Addressing a press briefing in Washington Monday, Ned Price told reporters that the US shares an “exceptionally deep partnership” with New Delhi based on values that are common to both the US and Indian democracies. “I’m not familiar with the (BBC) documentary (on 2002 Gujarat riots) you’re referring to. I am very familiar with the shared values that connect the United States and India as two thriving, vibrant democracies,” he was quoted as saying by news agency PTI.
“What I will say broadly is that there are a number of elements that undergird the global strategic partnership that we have with our Indian partners. There are close political ties. There are economic ties. There are exceptionally deep people-to-people ties between the US and India,” he added, as the Biden administration chose to distance itself from the British documentary.
The documentary, which flagged the violence, including the killing of three UK nationals and the alleged murder of former state minister Haren Pandya, also interviewed former UK Foreign Secretary Jack Straw, who served in office between 2001 and 2006.
Straw says in the documentary that at that time the UK government had instituted an inquiry and a team visited Gujarat to investigate the riots. He says the team produced “a very thorough report” that, according to the documentary, blamed the then Modi government for the violence that targeted minorities.
Slamming the documentary, External Affairs Ministry spokesperson Arindam Bagchi said last week: “The bias, lack of objectivity and continuing colonial mindset are blatantly visible.”
The documentary’s release, in fact, came months after the Supreme Court had agreed with the findings of the Special Investigation Team appointed by it, which had said that there was no “larger conspiracy” behind the 2002 Gujarat riots. The SC dismissed the appeal filed by Zakia Jafri challenging the SIT’s clean chit to Modi and others in cases related to the riots.

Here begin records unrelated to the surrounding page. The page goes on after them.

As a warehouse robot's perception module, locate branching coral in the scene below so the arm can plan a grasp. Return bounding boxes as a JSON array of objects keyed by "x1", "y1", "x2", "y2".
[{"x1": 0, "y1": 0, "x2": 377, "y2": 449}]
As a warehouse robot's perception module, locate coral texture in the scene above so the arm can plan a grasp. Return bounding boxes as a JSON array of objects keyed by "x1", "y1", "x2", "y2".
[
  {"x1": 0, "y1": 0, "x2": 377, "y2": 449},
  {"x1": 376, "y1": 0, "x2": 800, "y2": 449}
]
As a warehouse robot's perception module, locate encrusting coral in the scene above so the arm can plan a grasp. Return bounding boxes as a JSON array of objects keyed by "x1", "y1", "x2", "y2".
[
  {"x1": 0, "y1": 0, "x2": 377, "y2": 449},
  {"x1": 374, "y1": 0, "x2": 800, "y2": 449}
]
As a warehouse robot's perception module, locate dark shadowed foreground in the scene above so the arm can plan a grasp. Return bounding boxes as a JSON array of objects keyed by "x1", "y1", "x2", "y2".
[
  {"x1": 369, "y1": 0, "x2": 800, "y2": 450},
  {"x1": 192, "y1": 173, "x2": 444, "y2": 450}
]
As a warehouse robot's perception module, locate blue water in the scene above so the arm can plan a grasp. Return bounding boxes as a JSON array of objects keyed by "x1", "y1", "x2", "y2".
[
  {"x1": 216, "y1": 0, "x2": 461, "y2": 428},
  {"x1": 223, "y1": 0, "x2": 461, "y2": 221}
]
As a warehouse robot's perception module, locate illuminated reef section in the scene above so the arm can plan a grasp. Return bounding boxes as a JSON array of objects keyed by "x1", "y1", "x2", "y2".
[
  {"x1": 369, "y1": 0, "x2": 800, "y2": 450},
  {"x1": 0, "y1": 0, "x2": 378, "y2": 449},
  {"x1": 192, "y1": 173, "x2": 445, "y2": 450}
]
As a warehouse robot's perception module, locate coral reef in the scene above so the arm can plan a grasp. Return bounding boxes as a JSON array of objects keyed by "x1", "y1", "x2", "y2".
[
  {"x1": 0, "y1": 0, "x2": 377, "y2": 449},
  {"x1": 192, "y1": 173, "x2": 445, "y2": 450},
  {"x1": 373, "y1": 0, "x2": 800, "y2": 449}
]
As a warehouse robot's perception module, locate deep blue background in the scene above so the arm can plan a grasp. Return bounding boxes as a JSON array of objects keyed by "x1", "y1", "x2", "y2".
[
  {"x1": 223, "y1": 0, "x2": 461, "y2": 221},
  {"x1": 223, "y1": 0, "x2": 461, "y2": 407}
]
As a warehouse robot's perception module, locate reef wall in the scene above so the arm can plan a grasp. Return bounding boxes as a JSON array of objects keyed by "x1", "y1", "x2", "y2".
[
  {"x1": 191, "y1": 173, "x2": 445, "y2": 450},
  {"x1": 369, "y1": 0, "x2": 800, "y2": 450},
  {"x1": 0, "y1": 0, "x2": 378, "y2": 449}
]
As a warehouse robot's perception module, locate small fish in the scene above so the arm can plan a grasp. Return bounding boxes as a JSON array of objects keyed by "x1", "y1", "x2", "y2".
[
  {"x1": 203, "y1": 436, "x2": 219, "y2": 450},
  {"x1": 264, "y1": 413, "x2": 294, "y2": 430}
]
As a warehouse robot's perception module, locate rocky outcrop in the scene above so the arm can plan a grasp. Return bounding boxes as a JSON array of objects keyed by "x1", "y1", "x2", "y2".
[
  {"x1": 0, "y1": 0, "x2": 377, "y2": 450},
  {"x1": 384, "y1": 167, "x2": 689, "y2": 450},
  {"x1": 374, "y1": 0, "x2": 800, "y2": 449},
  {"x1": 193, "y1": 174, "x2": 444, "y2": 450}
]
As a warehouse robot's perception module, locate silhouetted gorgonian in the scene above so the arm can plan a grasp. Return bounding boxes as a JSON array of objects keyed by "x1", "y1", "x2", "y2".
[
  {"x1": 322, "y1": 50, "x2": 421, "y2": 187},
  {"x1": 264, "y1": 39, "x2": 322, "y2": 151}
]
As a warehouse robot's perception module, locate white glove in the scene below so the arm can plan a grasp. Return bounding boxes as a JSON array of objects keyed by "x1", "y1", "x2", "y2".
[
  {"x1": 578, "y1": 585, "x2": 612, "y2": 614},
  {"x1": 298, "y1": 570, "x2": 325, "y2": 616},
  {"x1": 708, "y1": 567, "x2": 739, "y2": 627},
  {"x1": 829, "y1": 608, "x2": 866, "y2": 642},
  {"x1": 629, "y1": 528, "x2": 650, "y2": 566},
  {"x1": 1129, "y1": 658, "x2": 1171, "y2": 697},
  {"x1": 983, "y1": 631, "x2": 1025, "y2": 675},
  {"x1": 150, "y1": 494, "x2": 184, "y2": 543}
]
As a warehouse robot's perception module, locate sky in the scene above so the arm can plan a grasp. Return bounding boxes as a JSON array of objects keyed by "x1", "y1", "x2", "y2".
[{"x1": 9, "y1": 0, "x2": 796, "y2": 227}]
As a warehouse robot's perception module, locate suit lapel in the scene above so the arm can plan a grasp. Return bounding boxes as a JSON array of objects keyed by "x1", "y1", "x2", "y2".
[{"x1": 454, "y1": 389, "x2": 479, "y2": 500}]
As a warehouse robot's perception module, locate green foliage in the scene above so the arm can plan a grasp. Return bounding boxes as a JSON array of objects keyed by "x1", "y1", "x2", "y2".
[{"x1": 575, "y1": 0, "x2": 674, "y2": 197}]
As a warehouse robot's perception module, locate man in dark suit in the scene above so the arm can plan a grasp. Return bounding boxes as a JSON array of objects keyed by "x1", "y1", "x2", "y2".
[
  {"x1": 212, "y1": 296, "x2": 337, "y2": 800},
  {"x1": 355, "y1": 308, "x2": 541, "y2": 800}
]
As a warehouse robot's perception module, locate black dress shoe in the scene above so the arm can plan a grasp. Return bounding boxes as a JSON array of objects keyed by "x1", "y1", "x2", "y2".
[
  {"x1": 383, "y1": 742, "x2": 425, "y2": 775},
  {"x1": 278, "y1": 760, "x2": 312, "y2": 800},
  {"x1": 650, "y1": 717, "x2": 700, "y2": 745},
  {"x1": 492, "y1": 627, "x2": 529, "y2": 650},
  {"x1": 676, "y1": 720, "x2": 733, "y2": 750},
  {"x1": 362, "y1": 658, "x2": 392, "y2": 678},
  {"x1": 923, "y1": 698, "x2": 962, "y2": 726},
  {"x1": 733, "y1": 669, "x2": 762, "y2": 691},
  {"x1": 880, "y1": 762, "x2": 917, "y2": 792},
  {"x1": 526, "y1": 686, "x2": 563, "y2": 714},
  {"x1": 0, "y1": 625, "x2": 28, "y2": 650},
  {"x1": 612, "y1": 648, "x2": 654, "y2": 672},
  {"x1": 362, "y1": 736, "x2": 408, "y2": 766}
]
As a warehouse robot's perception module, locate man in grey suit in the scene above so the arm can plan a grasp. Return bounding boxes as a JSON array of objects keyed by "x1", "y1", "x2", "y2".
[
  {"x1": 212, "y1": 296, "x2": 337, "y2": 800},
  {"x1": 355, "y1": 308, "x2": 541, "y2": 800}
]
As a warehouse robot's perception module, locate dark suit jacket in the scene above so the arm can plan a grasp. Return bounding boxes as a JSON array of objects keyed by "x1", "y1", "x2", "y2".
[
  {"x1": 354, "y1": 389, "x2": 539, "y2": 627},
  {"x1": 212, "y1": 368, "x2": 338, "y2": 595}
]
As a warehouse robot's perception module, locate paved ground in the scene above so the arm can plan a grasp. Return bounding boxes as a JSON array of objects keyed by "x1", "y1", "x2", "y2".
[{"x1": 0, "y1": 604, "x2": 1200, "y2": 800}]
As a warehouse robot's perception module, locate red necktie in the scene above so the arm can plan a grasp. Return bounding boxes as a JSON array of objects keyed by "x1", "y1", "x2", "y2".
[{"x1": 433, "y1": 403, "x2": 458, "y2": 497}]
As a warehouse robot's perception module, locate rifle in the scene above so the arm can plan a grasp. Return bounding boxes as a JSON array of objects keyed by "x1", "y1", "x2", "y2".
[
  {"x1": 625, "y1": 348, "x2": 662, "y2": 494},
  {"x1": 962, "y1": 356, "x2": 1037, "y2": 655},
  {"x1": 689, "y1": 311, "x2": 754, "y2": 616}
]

Last week, the Ministry of Information and Broadcasting directed YouTube and Twitter to take down links sharing the BBC documentary. Links to the documentary had been posted by prominent persons like Trinamool MP Derek O’Brien, Hollywood actor John Cusack and senior advocate Prashant Bhushan, among others.
The order was passed under the emergency provisions of the Information Technology Rules, 2021, for allegedly casting “aspersions on the authority and credibility of the Supreme Court of India, sowing divisions among various communities, and making unsubstantiated allegations regarding actions of foreign governments in India”.
Student and youth outfits in Kerala have however decided to screen the documentary on campuses and public places in the state. In Delhi, the Jawaharlal Nehru University Students Union has released a pamphlet inviting students to the screening of the documentary at the union’s office after which the JNU administration barred the students union from screening.
In Hyderabad, the work was screened at the shopping complex on the north campus of the University of Hyderabad last Saturday, brewing controversy.
While UK Prime Minister Rishi Sunak defended PM Modi, saying he disagreed “with the characterization” of his Indian counterpart in the BBC documentary, a US State Department spokesperson said that the US is not familiar with it.